Royal Holloway University of London (2018 )

Thesis

Making Young Historians through Drama

About

History and Drama have long been regarded as complementary disciplines but few studies have focussed on the value of interdisciplinary approaches in schools themselves. Verrier and Fines’ The Drama of History, which attempted to integrate the drama and history in such an environment, was published in 1974. Subsequent research has been preoccupied with site-specific, community projects where performance is considered as a medium to transfer intangible cultural inheritance to communities.

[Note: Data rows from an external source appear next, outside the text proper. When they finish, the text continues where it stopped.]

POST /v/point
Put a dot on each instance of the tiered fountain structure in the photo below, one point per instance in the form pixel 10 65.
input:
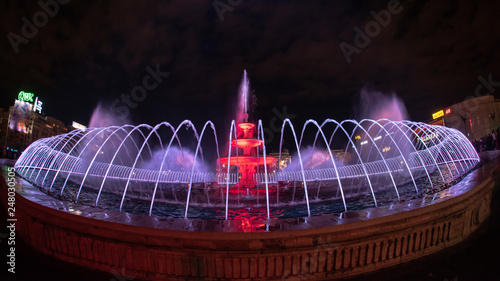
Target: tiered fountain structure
pixel 250 158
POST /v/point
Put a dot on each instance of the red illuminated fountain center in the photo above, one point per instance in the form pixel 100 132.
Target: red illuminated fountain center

Drama and the past interact at historical institutions; for example, performances take place at heritage sites and educational theatre companies have toured British schools, delivering plays and workshops to young people for decades. My research will explore how a fully-integrated cross-disciplinary programme, tailored to set curriculum, can affect learning from within the school environment. As ethnographer, I will observe how students respond to history when invited to participate dramatically, constructing, and embodying their own interpretations of the past. I will explore how cross-disciplinary approaches can affect the way students conceptualise history and if drama techniques can help to build the historians’ skillset, expected of students at Key Stages 3 and 4. Before students choose their GCSEs, they are expected to understand the complexity of the past, its relevance for themselves, and the present-day.

The study hopes to determine the value of the approach as a catalyst in drawing out these intangible, yet integrated components of the history curriculum. The proposed will also explore the use of drama in delivering ‘contested’ histories, developing recommendations of the HA (Historical Association), which can encourage students’ to appreciate the many challenging and conflicting interpretations of the past. The research will produce a body of practical evidence gathered during the field study, and a theoretical and analytical commentary, exploring the relationship between dramatic practices, history and learning, taking the form of practice-based research project.